Over the course of my life, I have been an attorney, I’ve been a professor, I’ve been a state senator, I’ve been a U.S. senator — and I currently am serving as President of the United States. But I can say without hesitation that the most challenging, most fulfilling, most important job I will have during my time on this Earth is to be Sasha and Malia’s dad
Here is my favorite part:
That's not to say I've always been a perfect dad. I haven't. When Malia and Sasha were younger, work kept me away from home more than it should have. At times, the burden of raising our two daughters has fallen too heavily on Michelle. During the campaign, not a day went by that I didn't wish I could spend more time with the family I love more than anything else in the world.
But through my own experiences, and my continued efforts to be a better father, I have learned something over the years about what children need most from their parents.
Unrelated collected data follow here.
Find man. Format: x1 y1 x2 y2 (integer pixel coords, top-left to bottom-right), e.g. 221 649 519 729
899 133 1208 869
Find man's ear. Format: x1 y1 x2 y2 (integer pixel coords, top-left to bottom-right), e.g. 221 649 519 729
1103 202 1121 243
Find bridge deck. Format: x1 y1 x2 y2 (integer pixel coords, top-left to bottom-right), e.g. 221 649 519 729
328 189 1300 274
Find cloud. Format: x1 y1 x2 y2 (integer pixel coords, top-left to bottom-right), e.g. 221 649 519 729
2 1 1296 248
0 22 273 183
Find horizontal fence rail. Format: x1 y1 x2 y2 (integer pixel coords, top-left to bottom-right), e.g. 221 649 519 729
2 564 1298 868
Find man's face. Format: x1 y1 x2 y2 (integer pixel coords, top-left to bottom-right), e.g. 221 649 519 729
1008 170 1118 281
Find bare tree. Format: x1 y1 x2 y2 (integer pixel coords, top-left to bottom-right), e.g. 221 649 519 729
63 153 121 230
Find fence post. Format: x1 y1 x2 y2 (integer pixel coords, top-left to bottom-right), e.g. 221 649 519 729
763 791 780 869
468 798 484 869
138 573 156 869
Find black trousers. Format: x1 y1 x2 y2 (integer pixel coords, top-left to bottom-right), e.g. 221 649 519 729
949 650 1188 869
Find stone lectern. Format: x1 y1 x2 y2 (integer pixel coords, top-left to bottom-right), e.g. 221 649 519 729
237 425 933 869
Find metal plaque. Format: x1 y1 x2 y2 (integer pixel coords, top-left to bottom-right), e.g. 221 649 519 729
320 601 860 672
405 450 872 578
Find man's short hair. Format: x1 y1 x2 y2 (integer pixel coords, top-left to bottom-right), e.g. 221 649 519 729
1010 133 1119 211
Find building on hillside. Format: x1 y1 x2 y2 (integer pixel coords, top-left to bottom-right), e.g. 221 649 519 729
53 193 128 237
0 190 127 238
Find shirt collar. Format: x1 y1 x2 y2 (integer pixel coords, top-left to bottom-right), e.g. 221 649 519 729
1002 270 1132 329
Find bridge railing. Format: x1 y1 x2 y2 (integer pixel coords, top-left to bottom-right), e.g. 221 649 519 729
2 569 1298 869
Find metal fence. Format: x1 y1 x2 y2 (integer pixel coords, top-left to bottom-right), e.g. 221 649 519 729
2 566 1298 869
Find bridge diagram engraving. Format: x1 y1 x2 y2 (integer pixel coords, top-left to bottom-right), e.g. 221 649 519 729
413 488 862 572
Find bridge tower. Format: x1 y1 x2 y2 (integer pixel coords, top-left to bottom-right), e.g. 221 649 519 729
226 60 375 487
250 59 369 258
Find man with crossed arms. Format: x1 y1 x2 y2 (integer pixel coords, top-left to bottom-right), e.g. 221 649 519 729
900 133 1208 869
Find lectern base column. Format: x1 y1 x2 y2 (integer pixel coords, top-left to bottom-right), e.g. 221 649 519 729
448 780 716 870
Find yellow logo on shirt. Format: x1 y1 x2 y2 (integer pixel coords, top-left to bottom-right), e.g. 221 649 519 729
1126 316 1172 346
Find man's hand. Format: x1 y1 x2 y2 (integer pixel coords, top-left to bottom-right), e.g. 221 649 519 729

They need our time, measured not only in the number of hours we spend with them each day, but what we do with those hours. I've learned that children don't just need us physically present, but emotionally available – willing to listen and pay attention and participate in their daily lives. Children need structure, which includes learning the values of self-discipline and responsibility.
I also had an absentee father and was raised by my hard working single mother.
My mom was not perfect, and she was often exasperated by my behaviors, but she was there when I needed her. Every single time.
When my daughter was born I swore that every time she fell down I would be there to pick her up. That every time she woke up from a nightmare I would be there to chase away the bad dreams. That every time she did not think she could do something, I would be right there telling her that yes she could, and that I had all of the faith in the world in her.
I was not able to there every single time she needed me because after we split her mother wanted to move out of state, but I was still present as often as was humanly possible. And there was never a time that she needed to talk to me that I did not pick up the phone, or that she wanted to come home that I did not scrape together the money for the ticket, or a time when she needed limits set that I allowed the fact that I missed her so very much while she was gone to keep me from doing my parental duty and saying "No." (Which is perhaps the MOST important word a parent ever says to the child that they love.)
Just like my President, I have not always been the perfect dad. But don't tell my daughter that, because despite my many failings, she actually thinks I have.
And I kind of think that when Malia and Sasha are older they will have the very same opinion of THEIR father. Don't you think?